東北大など、カーボンナノチューブの原子構造を制御する新たな合成手法を開発

表面の酸化度が(a-c)高い場合と(d-f)低い場合の触媒で合成されたナノチューブの(a,d)蛍光-励起マッピング、(b,e)紫外可視近赤外吸収スペクトル, 及び(c,f)カイラリティマップ

東北大学の加藤俊顕准教授らのグループは2017年9月11日、東京大学の澁田靖准教授との共同研究により、カーボンナノチューブの新たな原子構造制御法の開発に成功したと発表した。

カーボンナノチューブは、グラフェンシートが円筒状に巻かれた構造を持ち、優れた基礎物性を有する。特に一層のグラフェンシートで構成される単層カーボンナノチューブが、半導体となり得る特性のため、産業応用面での期待が高い。一方、グラフェンシートを円筒状に丸める際の螺旋度に相当する「カイラリティ」と呼ばれる原子構造で物性が決定され、さらに原子1個分ずれると物性が金属から半導体へ変化してしまうため、産業応用に向け、原子レベルで構造制御合成する手法の確立が課題となっていた。

ナノチューブのカイラリティ制御は世界中で研究が行われており、近年では、特定の結晶方位を持つ触媒を用いることで1種類のカイラリティのみを選択的に高純度合成する手法が報告されている。しかし触媒の結晶方位は触媒金属の種類で決まるため、この手法で合成できるカイラリティの種類は限られる。今回の研究では、結晶方位に比べ自由度の高い表面状態に着目した触媒表面状態制御により、さらに多くのカイラリティ種に対して選択合成できる手法の開発を目指した。

カーボンナノチューブの合成には、同グループが開発してきた拡散プラズマ化学気相堆積(CVD)法を使用した。今回はナノチューブ合成を行う前に触媒を高真空下で加熱処理する前処理プロセスを新たに導入。そこで微量の反応性ガスを導入することで、触媒表面の酸化度を精密に制御できることが判明した。この手法を用いて表面状態を制御した触媒を用いてナノチューブ合成を行い、カイラリティと触媒表面状態との関係を明らかにする実験を行った。

酸化コバルトが支配的な前処理なし触媒と、前処理により50%程度を還元したコバルト触媒を用いて同条件でナノチューブ合成を行ったところ、前処理なし触媒では(6,5)ナノチューブが支配的であったが、前処理で50%程度の還元を行った場合(6,4)ナノチューブの成長が著しく促進され、同じ種類の触媒を用いた場合でも、表面酸化状態によりカイラリティの種類が変化することを世界で初めて明らかにした。

触媒の表面酸化度とカイラリティ選択性発現の起源を解明するため、第一原理計算と理論モデルによる検討を行った結果、今回の研究での前処理によるカイラリティ選択性が、触媒表面におけるナノチューブとの結合エネルギーの違いにより発現することが明らかとなった。

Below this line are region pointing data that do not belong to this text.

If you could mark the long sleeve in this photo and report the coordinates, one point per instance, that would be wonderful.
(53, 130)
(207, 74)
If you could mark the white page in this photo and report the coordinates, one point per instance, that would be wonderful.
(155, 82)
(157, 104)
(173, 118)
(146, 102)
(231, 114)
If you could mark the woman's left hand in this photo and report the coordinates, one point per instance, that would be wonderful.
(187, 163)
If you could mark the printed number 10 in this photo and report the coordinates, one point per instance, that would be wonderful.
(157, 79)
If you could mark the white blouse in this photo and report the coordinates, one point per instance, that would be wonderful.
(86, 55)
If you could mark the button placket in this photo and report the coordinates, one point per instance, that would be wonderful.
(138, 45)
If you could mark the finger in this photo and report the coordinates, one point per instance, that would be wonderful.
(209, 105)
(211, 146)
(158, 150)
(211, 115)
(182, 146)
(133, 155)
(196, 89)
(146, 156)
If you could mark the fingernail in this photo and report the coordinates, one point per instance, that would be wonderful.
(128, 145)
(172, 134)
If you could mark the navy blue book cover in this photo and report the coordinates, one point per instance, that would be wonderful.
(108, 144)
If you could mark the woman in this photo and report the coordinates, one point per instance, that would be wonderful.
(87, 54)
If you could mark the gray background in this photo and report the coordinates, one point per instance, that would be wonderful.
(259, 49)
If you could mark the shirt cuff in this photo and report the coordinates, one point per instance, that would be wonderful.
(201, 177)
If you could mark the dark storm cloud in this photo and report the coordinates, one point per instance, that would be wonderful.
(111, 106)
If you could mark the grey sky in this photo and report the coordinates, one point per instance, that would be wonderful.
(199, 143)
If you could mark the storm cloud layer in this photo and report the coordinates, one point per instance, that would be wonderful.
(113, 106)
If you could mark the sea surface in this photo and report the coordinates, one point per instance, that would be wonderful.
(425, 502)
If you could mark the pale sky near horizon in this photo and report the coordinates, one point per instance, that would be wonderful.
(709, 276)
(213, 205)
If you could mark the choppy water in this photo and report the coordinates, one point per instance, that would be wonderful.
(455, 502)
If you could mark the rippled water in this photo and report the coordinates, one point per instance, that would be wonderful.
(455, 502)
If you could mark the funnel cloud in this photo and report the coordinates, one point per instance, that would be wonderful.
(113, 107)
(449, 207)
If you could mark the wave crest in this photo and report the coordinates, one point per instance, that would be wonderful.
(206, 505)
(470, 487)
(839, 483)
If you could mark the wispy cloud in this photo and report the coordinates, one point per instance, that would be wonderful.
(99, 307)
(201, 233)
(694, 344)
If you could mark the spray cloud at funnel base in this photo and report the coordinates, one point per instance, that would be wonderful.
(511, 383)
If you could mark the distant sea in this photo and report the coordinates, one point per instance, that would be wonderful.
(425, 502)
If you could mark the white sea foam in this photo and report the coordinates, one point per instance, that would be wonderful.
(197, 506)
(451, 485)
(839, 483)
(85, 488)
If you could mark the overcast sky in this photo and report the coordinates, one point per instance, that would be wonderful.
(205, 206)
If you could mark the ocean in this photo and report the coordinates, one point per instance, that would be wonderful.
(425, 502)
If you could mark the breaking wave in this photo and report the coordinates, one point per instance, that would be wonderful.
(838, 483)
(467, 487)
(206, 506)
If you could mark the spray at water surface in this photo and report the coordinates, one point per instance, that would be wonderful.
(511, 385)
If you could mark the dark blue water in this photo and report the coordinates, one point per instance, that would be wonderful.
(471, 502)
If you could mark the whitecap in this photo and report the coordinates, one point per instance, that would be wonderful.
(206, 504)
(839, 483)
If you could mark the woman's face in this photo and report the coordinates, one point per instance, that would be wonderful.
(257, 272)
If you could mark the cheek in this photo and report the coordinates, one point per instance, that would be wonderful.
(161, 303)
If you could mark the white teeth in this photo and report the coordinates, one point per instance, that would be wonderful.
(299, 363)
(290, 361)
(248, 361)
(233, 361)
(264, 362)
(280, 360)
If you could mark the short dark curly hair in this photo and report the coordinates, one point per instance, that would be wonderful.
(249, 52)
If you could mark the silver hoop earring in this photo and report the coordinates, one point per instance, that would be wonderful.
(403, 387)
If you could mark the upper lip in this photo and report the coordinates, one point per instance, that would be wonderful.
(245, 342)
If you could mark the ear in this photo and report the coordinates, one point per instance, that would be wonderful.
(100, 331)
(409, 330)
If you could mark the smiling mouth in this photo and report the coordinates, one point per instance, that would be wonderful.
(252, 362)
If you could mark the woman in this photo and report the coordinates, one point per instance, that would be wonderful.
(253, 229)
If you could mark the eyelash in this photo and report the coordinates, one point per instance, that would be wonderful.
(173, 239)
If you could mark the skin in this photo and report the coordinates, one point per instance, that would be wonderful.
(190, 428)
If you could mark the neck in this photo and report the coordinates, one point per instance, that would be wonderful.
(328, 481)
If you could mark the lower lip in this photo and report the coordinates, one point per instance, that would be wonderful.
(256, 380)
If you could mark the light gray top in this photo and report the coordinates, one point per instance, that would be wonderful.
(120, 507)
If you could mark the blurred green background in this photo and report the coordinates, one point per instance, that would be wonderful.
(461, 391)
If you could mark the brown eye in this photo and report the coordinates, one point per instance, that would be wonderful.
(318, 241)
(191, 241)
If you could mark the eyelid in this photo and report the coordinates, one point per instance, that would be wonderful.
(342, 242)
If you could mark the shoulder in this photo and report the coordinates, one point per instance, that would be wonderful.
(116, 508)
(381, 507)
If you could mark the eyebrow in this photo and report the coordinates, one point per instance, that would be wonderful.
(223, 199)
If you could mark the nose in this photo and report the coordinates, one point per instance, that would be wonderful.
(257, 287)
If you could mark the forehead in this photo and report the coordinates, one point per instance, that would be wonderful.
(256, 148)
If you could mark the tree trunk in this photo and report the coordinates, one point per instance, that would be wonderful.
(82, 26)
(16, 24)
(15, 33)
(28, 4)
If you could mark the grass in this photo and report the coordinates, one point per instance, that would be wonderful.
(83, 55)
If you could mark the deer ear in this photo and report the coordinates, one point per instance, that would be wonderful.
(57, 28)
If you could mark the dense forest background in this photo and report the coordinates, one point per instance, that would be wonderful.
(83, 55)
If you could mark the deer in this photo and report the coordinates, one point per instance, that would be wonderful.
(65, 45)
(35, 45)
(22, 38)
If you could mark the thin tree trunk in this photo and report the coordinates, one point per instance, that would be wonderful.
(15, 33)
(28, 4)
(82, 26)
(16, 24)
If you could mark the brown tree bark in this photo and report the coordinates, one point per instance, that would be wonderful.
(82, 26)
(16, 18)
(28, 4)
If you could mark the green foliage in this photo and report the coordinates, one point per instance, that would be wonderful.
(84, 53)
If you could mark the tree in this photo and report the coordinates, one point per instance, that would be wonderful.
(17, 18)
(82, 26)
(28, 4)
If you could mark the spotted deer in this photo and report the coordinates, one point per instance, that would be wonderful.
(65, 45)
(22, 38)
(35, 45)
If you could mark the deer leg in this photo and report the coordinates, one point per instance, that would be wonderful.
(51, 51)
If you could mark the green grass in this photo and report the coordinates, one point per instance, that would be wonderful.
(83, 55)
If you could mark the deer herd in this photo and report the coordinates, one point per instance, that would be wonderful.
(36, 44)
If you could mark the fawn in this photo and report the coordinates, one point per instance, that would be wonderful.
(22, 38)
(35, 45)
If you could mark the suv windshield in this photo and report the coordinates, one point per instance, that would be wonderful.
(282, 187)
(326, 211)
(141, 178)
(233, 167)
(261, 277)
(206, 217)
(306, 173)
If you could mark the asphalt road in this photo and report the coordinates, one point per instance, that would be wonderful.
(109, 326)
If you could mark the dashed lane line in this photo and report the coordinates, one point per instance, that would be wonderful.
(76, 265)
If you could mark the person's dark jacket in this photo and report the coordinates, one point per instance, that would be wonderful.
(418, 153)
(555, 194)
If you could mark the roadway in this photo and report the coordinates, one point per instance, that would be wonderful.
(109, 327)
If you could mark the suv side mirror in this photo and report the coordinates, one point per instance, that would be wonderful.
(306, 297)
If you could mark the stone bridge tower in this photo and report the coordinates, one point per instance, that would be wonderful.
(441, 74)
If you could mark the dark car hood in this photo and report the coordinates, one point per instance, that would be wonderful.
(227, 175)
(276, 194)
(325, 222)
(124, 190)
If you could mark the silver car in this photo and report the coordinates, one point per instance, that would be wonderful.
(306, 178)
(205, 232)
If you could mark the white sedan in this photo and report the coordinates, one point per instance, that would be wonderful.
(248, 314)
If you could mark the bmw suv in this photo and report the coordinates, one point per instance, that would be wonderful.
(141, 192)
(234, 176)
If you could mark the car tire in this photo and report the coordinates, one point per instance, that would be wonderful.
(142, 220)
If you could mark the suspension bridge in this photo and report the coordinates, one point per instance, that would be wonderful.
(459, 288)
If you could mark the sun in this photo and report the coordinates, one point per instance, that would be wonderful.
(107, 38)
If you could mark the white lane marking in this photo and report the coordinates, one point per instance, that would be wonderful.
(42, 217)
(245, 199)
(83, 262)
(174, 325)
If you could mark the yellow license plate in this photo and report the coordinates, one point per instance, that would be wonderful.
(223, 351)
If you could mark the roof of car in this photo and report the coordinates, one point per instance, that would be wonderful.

また本研究で得られた(6,4)ナノチューブは従来手法では選択合成できなかった。これまで選択合成が報告されている他のカイラリティに比べ最も直径が細く、バンドギャップが広い半導体特性を有し、最も高い量子効率を持つことも予測されていることから、優先合成に成功したこと自体が重要な成果となる。次世代の光電子デバイスへの貢献が期待される。

今回の手法を活用することで、今後、これまで実現されていない他のカイラリティ種に関しても、選択合成の実現が期待でき、カイラリティ制御合成という課題解決に向けての進展が期待される。